A restaurant in the UK is making families pay a fee to dine with their babies -- even for nursing babies who don't eat the food. Cosmo restaurant has a new policy that parents must pay an extra £3 (about $4.50) for each child, minimum. No more free lunch for you, shorties!
We're not talking about a fancy restaurant where babies would disturb the hoity-toity decorum, either. This is an all-you-can-eat buffet where, despite being named after an Italian grandfather, one may pile a tower of Asian pot stickers, egg rolls, sushi of questionable freshness, and cold sesame noodles upon one's tray for one low price. But this policy makes perfect sense to me. Please, Cosmo, do charge a few extra quid for the little sprogs.
Cosmo told one angry parent they charged the fee because her stroller was taking up too much space in the restaurant -- as in, the 22,000-square-foot, 800-seat mega space that currently holds the record as the largest restaurant in England. To which I say, bullocks! This is obviously not about space. This is about the general inconvenience of wee ones.
Come on, parents. Haven't you seen the mess your babies leave in restaurants? If it's not the mess, it's the stroller people keep tripping over (which should be either left in the car or folded and stowed completely under the table), or it's the crying, or it's the restaurant food the baby actually is eating, or it's the way the baby distracts the parent who spills her own tea -- you get what I'm saying. I can admit that my son has brought his share of chaos -- which I always took responsibility for. But I've also made it a habit to leave an extra tip for the staff's trouble.

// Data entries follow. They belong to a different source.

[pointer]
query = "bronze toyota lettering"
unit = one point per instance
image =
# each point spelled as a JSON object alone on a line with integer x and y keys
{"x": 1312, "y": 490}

Would it be nicer if the restaurant let babies dine free? Sure. But is it an outrage? Meh, I don't think so. I'm surprised more restaurants don't already do this.

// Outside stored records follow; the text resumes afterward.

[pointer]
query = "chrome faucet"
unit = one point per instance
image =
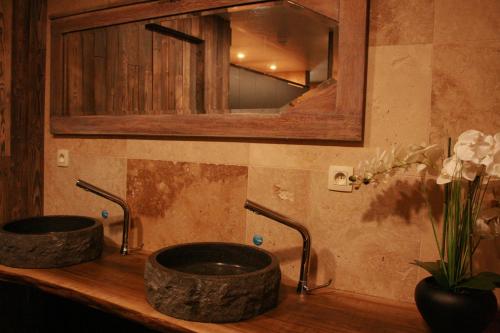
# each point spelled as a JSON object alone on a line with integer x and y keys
{"x": 126, "y": 210}
{"x": 302, "y": 287}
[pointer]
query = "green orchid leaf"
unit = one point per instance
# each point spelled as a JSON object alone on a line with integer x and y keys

There will always be silent babies who quietly doze the entire meal and might as well be a sack of potatoes. But no restaurant wants to be put in charge of judging which babies are high maintenance and which ones are not. So consider this a mandatory baby gratuity. A cheesy gratuity, true (considering the restaurant), but still better than an outright ban.
Do you think restaurants are justified in charging a fee for babies?